Are E-Cigarettes a double edged sword? – Sleep walking down a smoky road
We read with interest your recent observation piece (1). The argument for and against e-cigarettes (EC) has been ongoing since they came on the market in 2004. We as Public Health professionals are a little concerned regarding the positive media coverage (2) given to EC on the publication of the independent review (3) commissioned by PHE. No one would refute that combustible cigarettes are extremely harmful, however, the message portrayed that e-cigarettes are almost harmless is worrying.
The independent review does not provide any evidence about the risk that widely available EC may encourage the subsequent uptake of combustible cigarettes, particularly in the young adult population. This concept is commonly known as gateway theory and is defined in the independent review as when “the use of one drug leads to the use of another drug”. In this case use of EC may lead to the use of combustible tobacco products and the authors of the review suggest that the terminology be abandoned as it does not have a large enough evidence base to be considered plausible. They further add that “Since EC were introduced to the market smoking prevalence among adults and youth has declined”.
However, the illuminating study (4) by Leventhal et al. referred to in the observation piece adds fuel to this “gateway theory”. They looked at how many 14year olds in 10 schools in California, USA who had never smoked, tried e-cigarettes and the relationship between this and their likelihood to use combustible tobacco products in the future. In the cohort of 2530 school pupils, 2350 had never smoked combustible cigarettes at the beginning of the study, but 8.7% of this group had used e-cigarettes. At 12 months follow up, teenagers who had tried e-cigarettes were 4.26 times more likely to go on to smoke combustible tobacco products than those that had not used e-cigarettes . A recent study (5) published in the Journal of Adolescent Medicine demonstrates that teenagers’ understanding about the risks and benefits of e-cigarettes is poor and their opinions are largely formed by the positive and glamorous advertising of EC that appears to be targeted at youth. Both of these studies were conducted in the US and should be a warning for us in the UK, that the possibility of non-smokers taking up e-cigarettes and then going on to smoke traditional cigarettes is a very real public health issue and should not be quickly dismissed for lack of data.
We very much welcome the approach taken in the UK that EC should be a medicinally regulated product (6). The devolved administrations appears to be taking different approaches to EC with Welsh Government planning to ban the use of EC in enclosed public places (7). This along with PHEs promotion of the importance of legislation that prevent s the sale of EC to minors (2) is encouraging, because clearly steps are being made to protect young people from taking up e-cigarettes.
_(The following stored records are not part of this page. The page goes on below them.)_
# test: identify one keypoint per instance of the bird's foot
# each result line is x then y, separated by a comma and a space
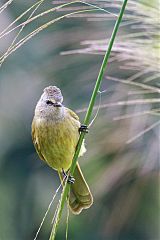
70, 179
83, 128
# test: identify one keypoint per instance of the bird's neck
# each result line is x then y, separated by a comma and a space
56, 114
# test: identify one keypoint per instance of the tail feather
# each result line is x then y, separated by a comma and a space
80, 196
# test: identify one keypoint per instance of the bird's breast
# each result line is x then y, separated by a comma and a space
57, 141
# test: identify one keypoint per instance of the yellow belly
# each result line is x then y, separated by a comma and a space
57, 142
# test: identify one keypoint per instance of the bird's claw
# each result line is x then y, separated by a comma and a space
83, 128
70, 179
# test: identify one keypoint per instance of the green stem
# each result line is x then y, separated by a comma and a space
87, 119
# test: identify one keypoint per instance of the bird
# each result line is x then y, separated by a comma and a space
55, 134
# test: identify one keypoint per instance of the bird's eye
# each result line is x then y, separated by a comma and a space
49, 102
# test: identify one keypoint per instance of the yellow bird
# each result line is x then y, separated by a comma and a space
55, 134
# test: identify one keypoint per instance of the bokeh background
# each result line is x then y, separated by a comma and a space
122, 161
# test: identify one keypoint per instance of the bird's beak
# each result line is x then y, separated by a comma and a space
58, 104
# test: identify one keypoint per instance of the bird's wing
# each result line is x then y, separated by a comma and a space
73, 114
35, 142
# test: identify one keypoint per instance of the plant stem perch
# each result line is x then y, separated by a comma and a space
87, 119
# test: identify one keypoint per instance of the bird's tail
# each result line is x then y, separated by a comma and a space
80, 196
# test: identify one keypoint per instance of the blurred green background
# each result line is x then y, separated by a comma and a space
123, 177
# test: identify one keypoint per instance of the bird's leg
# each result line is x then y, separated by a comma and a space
70, 179
83, 128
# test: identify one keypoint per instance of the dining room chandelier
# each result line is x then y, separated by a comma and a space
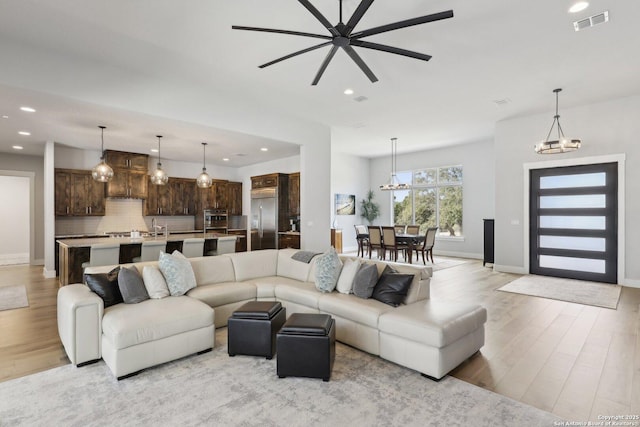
204, 180
102, 172
159, 177
560, 145
394, 184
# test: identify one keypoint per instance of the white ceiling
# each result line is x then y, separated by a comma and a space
150, 67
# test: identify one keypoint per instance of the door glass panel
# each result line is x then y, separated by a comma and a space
571, 181
581, 201
573, 222
579, 243
576, 264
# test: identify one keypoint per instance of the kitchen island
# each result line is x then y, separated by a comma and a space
73, 252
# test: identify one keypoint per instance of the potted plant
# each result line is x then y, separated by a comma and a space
369, 209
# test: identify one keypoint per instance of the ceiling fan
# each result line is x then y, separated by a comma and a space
342, 36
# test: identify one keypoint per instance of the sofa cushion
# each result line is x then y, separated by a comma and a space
434, 323
154, 282
290, 268
304, 293
131, 286
154, 319
250, 265
178, 273
219, 294
364, 311
105, 285
210, 270
328, 267
365, 280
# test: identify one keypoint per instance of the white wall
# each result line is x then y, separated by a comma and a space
477, 160
14, 227
605, 128
349, 175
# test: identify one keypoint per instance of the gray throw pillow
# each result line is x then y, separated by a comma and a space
365, 280
131, 286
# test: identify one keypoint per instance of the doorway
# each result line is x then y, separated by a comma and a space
15, 197
573, 214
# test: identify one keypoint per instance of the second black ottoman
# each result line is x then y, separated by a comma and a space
252, 328
307, 346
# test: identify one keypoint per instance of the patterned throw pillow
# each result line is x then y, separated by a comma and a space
328, 266
154, 282
178, 273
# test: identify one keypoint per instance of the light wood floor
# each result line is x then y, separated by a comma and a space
572, 360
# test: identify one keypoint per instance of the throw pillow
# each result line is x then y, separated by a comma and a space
131, 286
105, 285
154, 282
328, 266
348, 273
178, 273
392, 287
365, 280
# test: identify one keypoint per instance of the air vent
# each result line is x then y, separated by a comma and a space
591, 21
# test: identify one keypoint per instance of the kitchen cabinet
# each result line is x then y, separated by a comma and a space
77, 194
294, 194
183, 196
159, 199
124, 160
234, 198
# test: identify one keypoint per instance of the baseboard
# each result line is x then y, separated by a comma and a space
509, 269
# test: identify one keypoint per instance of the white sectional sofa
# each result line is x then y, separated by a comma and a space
428, 336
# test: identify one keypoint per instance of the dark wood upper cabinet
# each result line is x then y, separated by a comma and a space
77, 194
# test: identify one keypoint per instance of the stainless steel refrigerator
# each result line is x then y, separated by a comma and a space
264, 218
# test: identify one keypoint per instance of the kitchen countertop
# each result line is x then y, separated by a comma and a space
173, 237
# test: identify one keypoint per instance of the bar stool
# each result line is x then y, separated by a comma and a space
225, 245
103, 254
150, 250
192, 248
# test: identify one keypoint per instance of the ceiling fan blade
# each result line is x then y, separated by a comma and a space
320, 17
272, 30
404, 24
391, 49
356, 58
324, 65
291, 55
358, 14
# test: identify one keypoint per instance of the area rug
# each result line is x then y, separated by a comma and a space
577, 291
13, 297
215, 389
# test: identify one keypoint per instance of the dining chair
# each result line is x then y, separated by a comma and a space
192, 248
103, 254
427, 244
413, 229
150, 250
392, 244
375, 240
362, 238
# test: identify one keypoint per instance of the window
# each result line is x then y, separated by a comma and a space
435, 200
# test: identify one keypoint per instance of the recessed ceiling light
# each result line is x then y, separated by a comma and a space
578, 7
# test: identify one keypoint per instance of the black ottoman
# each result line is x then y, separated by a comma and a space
307, 346
252, 328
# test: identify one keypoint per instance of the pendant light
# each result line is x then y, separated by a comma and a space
102, 172
393, 184
204, 180
159, 177
560, 145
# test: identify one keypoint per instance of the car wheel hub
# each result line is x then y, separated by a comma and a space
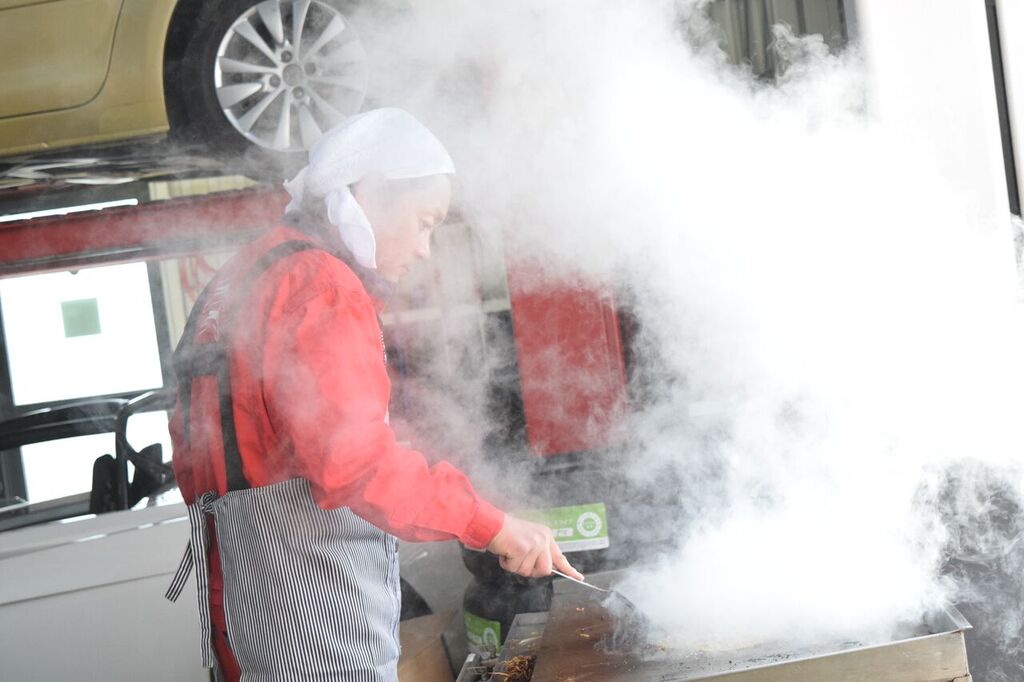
289, 70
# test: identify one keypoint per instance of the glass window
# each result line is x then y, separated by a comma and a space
78, 334
59, 468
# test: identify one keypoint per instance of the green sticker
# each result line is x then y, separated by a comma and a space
81, 317
483, 637
576, 528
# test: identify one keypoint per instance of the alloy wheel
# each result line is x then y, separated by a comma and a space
287, 71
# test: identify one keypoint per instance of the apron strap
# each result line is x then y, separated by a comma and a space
194, 359
196, 555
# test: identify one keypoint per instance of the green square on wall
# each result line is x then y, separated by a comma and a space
81, 316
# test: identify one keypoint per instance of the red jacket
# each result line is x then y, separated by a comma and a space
310, 392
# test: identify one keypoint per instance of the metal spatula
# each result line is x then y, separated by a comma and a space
613, 597
632, 627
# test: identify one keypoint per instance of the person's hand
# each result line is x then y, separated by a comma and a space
528, 549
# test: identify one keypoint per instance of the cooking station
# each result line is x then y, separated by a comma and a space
569, 644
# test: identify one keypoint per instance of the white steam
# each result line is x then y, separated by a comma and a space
832, 306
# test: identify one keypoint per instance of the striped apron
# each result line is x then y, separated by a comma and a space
308, 593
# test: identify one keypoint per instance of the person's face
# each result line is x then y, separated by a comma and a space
403, 216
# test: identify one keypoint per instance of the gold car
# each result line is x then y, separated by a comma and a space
231, 75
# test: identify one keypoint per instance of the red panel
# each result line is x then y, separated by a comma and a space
165, 228
570, 366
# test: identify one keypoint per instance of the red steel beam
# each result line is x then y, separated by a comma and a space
165, 228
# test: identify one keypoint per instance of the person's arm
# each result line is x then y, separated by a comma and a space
327, 391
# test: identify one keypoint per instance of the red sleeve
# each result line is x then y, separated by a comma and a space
327, 392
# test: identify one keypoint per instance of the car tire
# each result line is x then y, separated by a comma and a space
241, 89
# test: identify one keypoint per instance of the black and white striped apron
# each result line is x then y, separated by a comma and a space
308, 593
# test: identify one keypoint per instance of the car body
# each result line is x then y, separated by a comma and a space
229, 75
79, 72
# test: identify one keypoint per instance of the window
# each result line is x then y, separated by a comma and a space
73, 335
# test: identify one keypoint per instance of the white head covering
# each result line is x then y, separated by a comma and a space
389, 142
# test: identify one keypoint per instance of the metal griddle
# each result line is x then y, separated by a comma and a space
931, 651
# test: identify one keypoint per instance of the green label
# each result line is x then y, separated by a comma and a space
576, 528
81, 317
483, 637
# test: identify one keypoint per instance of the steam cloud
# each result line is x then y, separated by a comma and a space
827, 313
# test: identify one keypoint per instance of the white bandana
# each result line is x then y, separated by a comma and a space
389, 142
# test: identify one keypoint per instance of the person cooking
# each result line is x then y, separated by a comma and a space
296, 485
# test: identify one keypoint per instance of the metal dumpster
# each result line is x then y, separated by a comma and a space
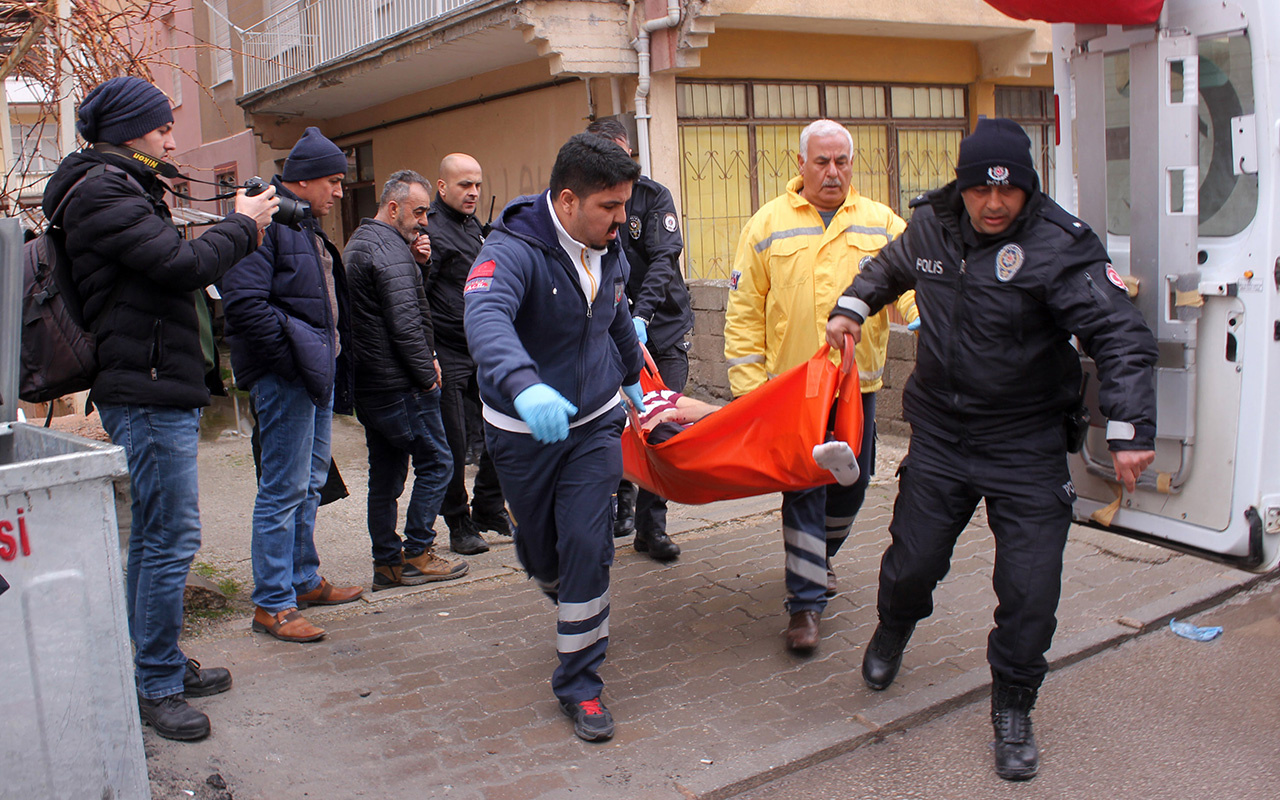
68, 707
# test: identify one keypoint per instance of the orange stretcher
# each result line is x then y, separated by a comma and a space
758, 444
In conclusion, the possibility that EC could increase the uptake of combustible tobacco especially in young people cannot be underestimated as shown by the recent study of US school children (4). Although causality cannot be inferred from observational studies the strength of association with an Odds Ratio of over 4 points to the fact that this needs careful consideration. The way in which we interact with and regulate the advertising of EC must be judiciously thought through, in order to minimise the risks of ensnaring our currently smoke-free teenage population with this widely available product containing nicotine, an addictive substance. Public health policy-makers need to adopt a wary approach in such a rapidly evolving field as EC and should always err on the side of caution.
1. Kamerow D. Fuming about e-cigarettes and harm. BMJ 2015;351:h4634
2. The Guardian (2015) Public Health England: vaping safer than smoking – video. Available at: http://www.theguardian.com/society/video/2015/aug/19/public-health-engla... (accessed on 25th August 2015)
3. McNeill, A., Brose, L. S., Calder, R. and Hitchman, S. C. (2015) E-cigarettes: an evidence update A report commissioned by Public Health England. Available at: https://www.gov.uk/government/uploads/system/uploads/attachment_data/fil... (accessed on 25th August 2015)
4. Leventhal, A. M., Strong, D. R., Kirkpatrick, M. G., et al. (2015) Association of Electronic Cigarette Use With Initiation of Combustible Tobacco Product Smoking in Early Adolescence. JAMA, 314(7), 700-707.
5. Roditis, M. L and Halpern-Felsher, B. (2015) Adolescents' Perceptions of Risks and Benefits of Conventional Cigarettes, E-cigarettes, and Marijuana: A Qualitative Analysis. Journal of Adolescent Health, 57(2), 179-185.
6. MHRA. Licensing Procedure for Electronic Cigarettes and Other Nicotine Containing Products (NCPs) as Medicines. http://www.mhra.gov.uk/home/groups/commsic/documents/websiteresources/co... (accessed on 25th August 2015)
7. Welsh Government White Paper. Listening to you: Your health matters Consultation on proposals for a Public Health Bill http://gov.wales/docs/phhs/consultation/140402consultationen.pdf (accessed on 25th August 2015).
Disclaimer: The views expressed above are solely those of the authors in their private capacity and do not in any way represent the views of Suffolk County Council.